Eugène Casimir Chirouse faisait partie des cinq premiers Oblats arrivés en Oregon en 1847. L’année suivante, il devenait le premier prêtre à être ordonné dans l’état américain de Washington. Après une dizaine d’années passées en Oregon, il est envoyé sur l’île Victoria, en Colombie-Britannique. L’ardent apôtre ne tarde pas à se faire connaître et apprécier des tribus amérindiennes de la région. On le surnomme spontanément: « Good old Father ».

Expédition dangereuse
En 1860, son supérieur l’envoie faire une expédition sur l’île. Il lui demande de remonter la côte est, en canot, le plus au nord possible, pour juger des intentions des Autochtones et préciser un site favorable à l’établissement éventuel d’une mission.

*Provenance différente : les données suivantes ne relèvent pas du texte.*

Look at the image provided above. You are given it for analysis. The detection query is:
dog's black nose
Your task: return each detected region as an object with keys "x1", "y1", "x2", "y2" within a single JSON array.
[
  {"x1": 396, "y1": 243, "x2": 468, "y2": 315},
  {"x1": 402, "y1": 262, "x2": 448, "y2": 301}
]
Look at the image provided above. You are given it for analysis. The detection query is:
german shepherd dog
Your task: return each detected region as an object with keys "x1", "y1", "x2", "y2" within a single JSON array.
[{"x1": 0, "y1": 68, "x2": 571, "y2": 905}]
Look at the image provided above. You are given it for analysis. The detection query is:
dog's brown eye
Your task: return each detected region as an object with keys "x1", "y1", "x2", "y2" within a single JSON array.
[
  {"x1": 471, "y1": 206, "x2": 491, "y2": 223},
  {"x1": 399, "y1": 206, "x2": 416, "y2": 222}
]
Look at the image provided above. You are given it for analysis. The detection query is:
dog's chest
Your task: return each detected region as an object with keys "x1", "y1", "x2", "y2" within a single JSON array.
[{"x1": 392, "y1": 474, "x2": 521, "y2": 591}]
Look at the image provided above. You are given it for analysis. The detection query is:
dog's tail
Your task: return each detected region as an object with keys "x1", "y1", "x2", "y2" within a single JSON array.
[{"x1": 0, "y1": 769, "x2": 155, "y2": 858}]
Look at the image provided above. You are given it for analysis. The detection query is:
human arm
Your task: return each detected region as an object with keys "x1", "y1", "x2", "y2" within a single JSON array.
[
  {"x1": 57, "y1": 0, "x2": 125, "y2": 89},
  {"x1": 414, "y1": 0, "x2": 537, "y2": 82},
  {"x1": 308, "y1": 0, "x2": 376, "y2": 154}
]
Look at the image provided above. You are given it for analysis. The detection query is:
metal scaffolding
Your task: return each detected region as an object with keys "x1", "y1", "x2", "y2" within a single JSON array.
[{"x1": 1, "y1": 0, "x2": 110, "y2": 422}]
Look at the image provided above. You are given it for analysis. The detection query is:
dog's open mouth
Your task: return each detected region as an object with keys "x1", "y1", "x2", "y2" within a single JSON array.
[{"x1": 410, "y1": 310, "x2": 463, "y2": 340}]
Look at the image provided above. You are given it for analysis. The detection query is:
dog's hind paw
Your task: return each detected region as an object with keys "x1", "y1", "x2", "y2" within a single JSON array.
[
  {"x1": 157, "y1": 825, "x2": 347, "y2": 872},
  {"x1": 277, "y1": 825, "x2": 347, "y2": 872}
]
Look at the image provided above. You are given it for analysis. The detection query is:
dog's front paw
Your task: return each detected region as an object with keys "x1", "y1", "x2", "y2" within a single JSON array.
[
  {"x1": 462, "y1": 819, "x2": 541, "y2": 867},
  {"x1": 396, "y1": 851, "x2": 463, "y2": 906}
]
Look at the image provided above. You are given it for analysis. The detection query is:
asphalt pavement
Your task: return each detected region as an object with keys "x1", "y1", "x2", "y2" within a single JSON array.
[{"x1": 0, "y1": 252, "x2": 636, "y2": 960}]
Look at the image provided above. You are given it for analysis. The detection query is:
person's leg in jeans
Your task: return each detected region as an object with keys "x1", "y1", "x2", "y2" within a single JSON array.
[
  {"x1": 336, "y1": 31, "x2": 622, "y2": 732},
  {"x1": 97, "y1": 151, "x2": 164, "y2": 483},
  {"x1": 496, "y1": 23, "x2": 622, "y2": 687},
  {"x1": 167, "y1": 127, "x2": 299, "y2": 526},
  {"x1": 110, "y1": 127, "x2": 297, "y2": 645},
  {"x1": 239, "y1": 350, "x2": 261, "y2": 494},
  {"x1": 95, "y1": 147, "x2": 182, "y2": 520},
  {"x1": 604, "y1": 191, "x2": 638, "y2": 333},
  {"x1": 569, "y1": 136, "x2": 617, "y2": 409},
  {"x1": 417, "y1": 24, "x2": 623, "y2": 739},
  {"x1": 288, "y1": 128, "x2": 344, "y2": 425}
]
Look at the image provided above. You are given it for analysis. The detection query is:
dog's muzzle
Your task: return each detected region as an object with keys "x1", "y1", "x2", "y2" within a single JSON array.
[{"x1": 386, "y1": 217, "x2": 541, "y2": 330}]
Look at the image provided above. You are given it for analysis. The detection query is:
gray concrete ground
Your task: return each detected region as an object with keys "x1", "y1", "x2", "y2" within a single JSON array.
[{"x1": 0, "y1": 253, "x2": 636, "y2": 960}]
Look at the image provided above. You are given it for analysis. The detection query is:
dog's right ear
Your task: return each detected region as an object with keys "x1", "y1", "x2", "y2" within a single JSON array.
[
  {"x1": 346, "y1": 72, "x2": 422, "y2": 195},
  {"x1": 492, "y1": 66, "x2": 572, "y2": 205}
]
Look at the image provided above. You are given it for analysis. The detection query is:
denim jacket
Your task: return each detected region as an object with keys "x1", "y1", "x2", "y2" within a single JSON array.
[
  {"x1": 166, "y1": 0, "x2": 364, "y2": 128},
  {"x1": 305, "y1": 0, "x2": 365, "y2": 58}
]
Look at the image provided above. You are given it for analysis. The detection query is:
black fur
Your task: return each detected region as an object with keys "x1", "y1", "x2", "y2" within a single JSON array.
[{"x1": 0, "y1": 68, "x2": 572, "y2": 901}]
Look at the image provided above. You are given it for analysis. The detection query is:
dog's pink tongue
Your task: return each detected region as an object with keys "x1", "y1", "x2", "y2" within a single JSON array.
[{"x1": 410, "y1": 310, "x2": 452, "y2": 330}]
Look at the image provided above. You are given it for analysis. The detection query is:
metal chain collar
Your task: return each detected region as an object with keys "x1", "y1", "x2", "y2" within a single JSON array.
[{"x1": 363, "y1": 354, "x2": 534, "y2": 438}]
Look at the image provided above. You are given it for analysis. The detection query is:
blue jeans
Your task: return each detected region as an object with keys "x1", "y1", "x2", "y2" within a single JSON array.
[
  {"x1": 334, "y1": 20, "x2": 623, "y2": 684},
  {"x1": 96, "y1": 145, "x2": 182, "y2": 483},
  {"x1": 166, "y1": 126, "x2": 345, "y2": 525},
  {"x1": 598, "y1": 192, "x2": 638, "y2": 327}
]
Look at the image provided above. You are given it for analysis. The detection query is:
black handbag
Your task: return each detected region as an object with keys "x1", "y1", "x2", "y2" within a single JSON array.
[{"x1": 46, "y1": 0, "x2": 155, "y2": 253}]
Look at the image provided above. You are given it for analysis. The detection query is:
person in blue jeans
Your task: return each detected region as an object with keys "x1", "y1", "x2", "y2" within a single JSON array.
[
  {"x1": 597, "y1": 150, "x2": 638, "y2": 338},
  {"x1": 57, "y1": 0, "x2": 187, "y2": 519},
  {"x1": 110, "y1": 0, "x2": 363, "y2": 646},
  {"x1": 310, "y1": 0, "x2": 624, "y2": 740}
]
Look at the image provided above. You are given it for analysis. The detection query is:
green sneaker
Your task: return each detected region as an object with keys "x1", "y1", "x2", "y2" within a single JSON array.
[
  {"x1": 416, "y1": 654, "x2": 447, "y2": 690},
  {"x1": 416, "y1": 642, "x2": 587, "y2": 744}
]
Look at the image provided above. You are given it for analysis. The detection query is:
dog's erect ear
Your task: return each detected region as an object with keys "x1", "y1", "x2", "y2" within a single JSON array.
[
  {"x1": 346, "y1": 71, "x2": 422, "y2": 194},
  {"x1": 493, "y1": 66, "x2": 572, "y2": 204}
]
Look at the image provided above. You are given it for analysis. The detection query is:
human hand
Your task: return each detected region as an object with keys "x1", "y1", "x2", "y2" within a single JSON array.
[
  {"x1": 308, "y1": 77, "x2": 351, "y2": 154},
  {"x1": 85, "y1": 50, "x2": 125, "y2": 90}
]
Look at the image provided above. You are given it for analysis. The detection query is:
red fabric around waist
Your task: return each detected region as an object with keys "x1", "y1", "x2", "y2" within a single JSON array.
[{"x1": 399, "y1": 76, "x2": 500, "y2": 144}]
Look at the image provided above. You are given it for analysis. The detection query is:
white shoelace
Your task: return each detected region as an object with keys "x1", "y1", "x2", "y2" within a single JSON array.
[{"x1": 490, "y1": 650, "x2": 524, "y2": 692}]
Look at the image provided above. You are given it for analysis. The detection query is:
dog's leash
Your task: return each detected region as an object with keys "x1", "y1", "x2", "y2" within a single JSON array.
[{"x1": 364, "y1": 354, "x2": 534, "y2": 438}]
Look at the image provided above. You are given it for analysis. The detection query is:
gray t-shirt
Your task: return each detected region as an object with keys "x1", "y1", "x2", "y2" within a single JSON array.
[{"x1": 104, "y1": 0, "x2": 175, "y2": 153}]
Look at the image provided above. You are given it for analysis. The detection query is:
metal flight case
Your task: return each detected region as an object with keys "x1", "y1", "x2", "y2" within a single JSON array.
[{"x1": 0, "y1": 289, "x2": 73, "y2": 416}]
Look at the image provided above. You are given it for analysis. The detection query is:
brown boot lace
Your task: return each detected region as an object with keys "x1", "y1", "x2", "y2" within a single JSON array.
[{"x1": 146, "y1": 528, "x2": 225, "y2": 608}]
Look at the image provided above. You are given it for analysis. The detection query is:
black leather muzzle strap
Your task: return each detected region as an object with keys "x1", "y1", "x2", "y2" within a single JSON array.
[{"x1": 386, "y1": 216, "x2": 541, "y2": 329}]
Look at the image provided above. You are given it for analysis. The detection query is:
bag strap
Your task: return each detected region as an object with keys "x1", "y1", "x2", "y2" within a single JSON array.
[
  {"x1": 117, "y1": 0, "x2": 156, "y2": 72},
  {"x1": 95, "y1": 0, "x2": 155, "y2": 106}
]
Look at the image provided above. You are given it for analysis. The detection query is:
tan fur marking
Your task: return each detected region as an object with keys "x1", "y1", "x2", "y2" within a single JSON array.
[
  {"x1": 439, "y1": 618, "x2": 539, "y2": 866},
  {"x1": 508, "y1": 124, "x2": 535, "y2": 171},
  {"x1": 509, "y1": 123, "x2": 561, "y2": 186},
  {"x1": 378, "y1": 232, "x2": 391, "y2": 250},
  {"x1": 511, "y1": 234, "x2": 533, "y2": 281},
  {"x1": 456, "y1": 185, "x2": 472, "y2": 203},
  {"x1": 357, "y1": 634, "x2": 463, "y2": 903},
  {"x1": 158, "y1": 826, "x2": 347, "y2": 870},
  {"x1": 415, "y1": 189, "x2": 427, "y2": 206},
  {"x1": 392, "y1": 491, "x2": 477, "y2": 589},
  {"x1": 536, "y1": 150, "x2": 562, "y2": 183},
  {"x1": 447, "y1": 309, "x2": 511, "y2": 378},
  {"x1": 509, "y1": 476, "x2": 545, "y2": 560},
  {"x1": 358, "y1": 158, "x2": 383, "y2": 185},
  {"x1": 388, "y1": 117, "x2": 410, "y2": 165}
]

Les tribus de ces régions passaient alors pour des « barbares » hostiles aux Blancs. Au dire de plusieurs, les Oblats qui tenteraient l’aventure seraient massacrés comme bien d’autres « visages pâles » avant eux. En dépit de ces avertissements, le père Chirouse décide de répondre au désir de son supérieur. Il s’adjoint le père Léon Fouquet et tous les deux entreprennent le voyage vers Nanaimo.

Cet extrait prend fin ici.